Without a doubt, the Zapatistas have been the social movement most followed and discussed by the media in Mexico. However, with the direct, armed insurrection over a long time ago, those without an interest may have believed the Zapatistas had disappeared. So it’s worth taking a look at why the organisation exists, and why it became most prominent in Chiapas.
Twenty years ago on New Year’s Day 1994, an armed indigenous group calling itself the Zapatista Army of National Liberation (EZLN) shocked Mexico when it tried to occupy seven municipal centres as the North American Free Trade Agreement (NAFTA) came into force. They were critical of President Salinas’s ‘modernisation’ (read privatisation) and demanded an end to the exploitation of Chiapan communities.
This movement was not something completely new, however. In the 1970s, guerrilla National Liberation Forces spread through Mexico, encouraging indigenous people to question the exploitative reality in which they lived. These views were shared by Marists and other Catholics in the state. According to the mixed-ethnicity spokesman of the EZLN, known as Subcomandante Marcos, the group was formed on November 17th 1983, using a red star on a black flag as their representative symbol.
Unlike other guerrilla groups, the EZLN managed to unite the majority of different indigenous groups —tzotziles, choles, zoques, mames, tojolabales, tzeltales— in the uprising of 1994. Starting this year, 38 new municipalities were set up, and were referred to as rebel territories. In spite of the violent nature of the armed uprising, the group claimed to place more emphasis on the power of the word. It tried to reach agreements with the government through manifestos and demands but, upon the breakdown of the San Andrés Accords, the EZLN encouraged communities to make the rebel territories autonomous from the federal government.
Marcos himself became a media phenomenon, with his relaxed and eloquent way of speaking invoking comparisons with Che Guevara or even Emiliano Zapata. His straightforward way of speaking, criticised by politicians and intellectuals, helped to attract the support of the people. He spoke of poverty, social exclusion, and economic injustice – issues facing Zapatista sympathisers day in day out.
After 1994, Marcos gave many interviews and issued numerous communiques, which made many people see him as the leader, rather than representative, of the EZLN. As a result, the media focussed on his identity, trying to determine his own motives and personal history. However, Salinas realised that, due to the immense support of the Zapatistas, it was not in the government’s interests to wage a battle to the death with the movement.
When President Zedillo was inaugurated, however, he hoped to defeat the EZLN once and for all, revealing Marcos’s identity in February 1995 and ordering his capture. Zapatistas, intellectuals, and Mexican civil society defended Marcos, launching a campaign called “We are all Marcos”, demonstrating their commitment to the movement. Zapatistas also revealed that the EZLN was not Marcos’s project, and that they had chosen him themselves to be their spokesperson.

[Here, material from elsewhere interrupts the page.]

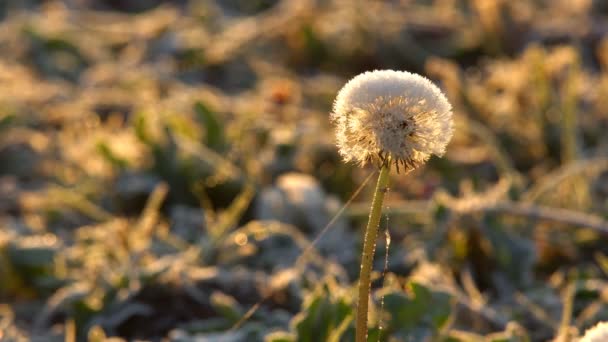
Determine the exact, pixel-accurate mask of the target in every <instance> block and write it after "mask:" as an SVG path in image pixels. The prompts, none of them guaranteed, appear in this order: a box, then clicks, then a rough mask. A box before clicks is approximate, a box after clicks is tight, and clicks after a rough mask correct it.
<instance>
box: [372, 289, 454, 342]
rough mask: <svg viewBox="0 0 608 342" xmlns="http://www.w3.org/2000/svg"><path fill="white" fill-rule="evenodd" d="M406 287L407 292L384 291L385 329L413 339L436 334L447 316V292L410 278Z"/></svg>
mask: <svg viewBox="0 0 608 342" xmlns="http://www.w3.org/2000/svg"><path fill="white" fill-rule="evenodd" d="M409 288H410V293H409V294H406V293H404V292H398V291H394V292H390V293H387V294H385V295H384V308H385V310H386V311H387V312H388V313H390V320H389V322H388V326H387V331H389V334H390V335H395V336H398V337H400V338H403V339H405V340H413V341H422V340H425V339H427V338H429V337H430V336H437V334H438V332H439V331H440V330H441V328H443V326H444V325H445V324H446V323H447V322H448V319H449V317H450V313H451V306H452V305H451V297H450V295H449V294H447V293H444V292H439V291H433V290H431V289H429V288H427V287H425V286H423V285H421V284H418V283H413V282H412V283H410V284H409Z"/></svg>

Having been defeated militarily, and with the image of Marcos taking prominence, the EZLN learned that they would have to construct their own future, defending the communities they currently had. Marcos remained silent for long periods of time, hoping to return attention to the movement itself rather than his own personality.
Later on, groups throughout the country and the world were encouraged to participate in “The Other Campaign”. This effort was reinforced when Marcos embarked on a year-long tour around Mexico to show solidarity with social movements throughout the country and learn about the issues facing the nation’s diverse communities.